Depuis un an, trois cyclistes ont été tués dans la métropole, dont deux à Mérignac, et une à Bordeaux – mais elle était en stage à Thales. Les élus semblent avoir entendu l’urgence, et le symbole qui se noue ici, dans la zone d’activité la plus dynamique de la région. Alain Anziani, maire de Mérignac et premier vice-président de Bordeaux Métropole, promet ainsi de répondre aux attentes des cyclistes :
« On a aujourd’hui un danger mortel sur l’avenue de Beaudésert, où il est presque suicidaire de s’aventurer. Des solutions provisoires vont sans doute être dégagées d’ici la fin de l’année, avec une réduction de la vitesse des véhicules pour pacifier tous les croisements. La métropole prévoit ensuite des aménagements plus lourds, qui nécessitent encore des études, notamment pour savoir si nous ferons une piste cyclable à double sens ou des pistes des deux côtés de la voirie. »
Les chiffres de M. Seguin
La métropole va ainsi consacrer 6 à 7 millions d’euros aux pistes cyclables, sur un budget d’aménagement (essentiellement routier) de l’OIM Bordeaux Aéroparc de 57 millions d’euros. On est donc très loin des 16 millions d’euros consacrés au vélo annoncés par Patrick Seguin, le président de la CCI (actionnaire principal de l’aéroport de Bordeaux Mérignac). Ce chiffre fantaisiste, cité par Sud Ouest du 13 octobre, permet au patron de la chambre de commerce et d’industrie de se dire « en désaccord sur les investissements qui se font dans ce secteur » :
« Nous sommes bien sûrs ravis que le tramway desserve l’aéroport, même si on parle maintenant de 2021 plutôt que de 2019. Mais tout le monde ne viendra pas en tramway à l’aéroport, ni via les pistes cyclables qui sont envisagées dans le programme (…). Jusqu’à preuve du contraire, je n’ai pas vu beaucoup de voyageurs venant prendre l’avion mettre leur grosse valise sur le porte-bagage de leur vélo. 82 % des passagers y viennent en voiture. »
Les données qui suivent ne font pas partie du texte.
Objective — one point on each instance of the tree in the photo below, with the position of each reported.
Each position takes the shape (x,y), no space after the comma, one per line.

Ces voyageurs ne représentent toutefois que 15000 déplacements par jour (en moyenne annuelle, avec des pics en été, et des périodes plus creuses le reste du temps), sur 200000 trajets. Mais Patrick Seguin et le Medef réclament d’autres investissements routiers afin de rallier plus vite l’aéroport depuis la rocade. Ils plaident pour un tunnel ou un autopont permettant de shunter le rond-point René-Cassin. Coût de cette infrastructure : 9,5 millions d’euros (par dessus) ou 12,5 millions d’euros (par dessous), selon des estimations faites par Bordeaux Métropole lors de la concertation sur la desserte de la zone.
Un chouia supérieur aux 7 ou 9 millions avancés par la CCI, et pour un résultat proche du néant, puisque, souligne Alain Anziani, malgré un « coût significatif, un tunnel n’améliorerait pas la circulation ». Il indique que trois barreaux routiers prévus dans l’aménagement du quartier, permettront de désengorger ce rond-point.
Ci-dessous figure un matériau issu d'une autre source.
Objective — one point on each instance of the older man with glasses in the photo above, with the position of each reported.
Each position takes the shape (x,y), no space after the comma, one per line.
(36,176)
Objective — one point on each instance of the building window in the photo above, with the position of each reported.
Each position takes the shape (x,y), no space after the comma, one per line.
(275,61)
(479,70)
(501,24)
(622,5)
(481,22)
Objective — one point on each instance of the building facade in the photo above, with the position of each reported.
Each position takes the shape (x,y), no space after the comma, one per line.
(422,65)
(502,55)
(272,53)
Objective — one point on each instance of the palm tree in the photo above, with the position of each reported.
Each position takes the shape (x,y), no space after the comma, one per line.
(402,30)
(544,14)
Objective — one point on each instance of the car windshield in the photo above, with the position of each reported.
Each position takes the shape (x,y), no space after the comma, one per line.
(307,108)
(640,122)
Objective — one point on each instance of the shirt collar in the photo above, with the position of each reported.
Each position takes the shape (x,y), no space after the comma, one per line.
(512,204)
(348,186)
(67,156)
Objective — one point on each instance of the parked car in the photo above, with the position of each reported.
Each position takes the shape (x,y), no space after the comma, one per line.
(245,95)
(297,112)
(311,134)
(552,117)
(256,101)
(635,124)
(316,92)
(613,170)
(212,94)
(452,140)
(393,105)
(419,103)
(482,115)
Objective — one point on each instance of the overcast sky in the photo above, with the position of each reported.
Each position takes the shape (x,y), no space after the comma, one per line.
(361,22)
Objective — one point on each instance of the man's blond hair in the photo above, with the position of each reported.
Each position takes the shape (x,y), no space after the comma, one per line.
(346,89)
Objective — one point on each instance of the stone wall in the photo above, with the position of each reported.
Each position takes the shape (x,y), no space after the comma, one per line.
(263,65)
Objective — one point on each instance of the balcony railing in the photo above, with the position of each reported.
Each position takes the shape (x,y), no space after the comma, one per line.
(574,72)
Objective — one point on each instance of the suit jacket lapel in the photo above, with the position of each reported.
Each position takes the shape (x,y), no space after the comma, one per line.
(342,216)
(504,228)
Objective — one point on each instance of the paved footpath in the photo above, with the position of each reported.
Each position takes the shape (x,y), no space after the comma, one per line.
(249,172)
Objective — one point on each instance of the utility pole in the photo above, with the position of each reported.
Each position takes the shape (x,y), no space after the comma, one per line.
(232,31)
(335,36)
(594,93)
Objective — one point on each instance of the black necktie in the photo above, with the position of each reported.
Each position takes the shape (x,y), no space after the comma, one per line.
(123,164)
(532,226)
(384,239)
« Les propos de Patrick Seguin sont excessifs, réagit donc plus globalement le maire de Mérignac. Avec la métropole et le président Juppé, nous veillons à ce qu’on puisse faire des investissements sur la voirie car on a un risque d’asphyxie réel et à court terme dans une zone où 10000 salariés supplémentaires sont attendus d’ici 2030. Dans ces conditions, les entreprises iront peut-être s’installer ailleurs. Je ne crois pas à la fin de la voiture dans les prochaines années, mais il faut qu’on propose des alternatives pour désenclaver l’aéroport. »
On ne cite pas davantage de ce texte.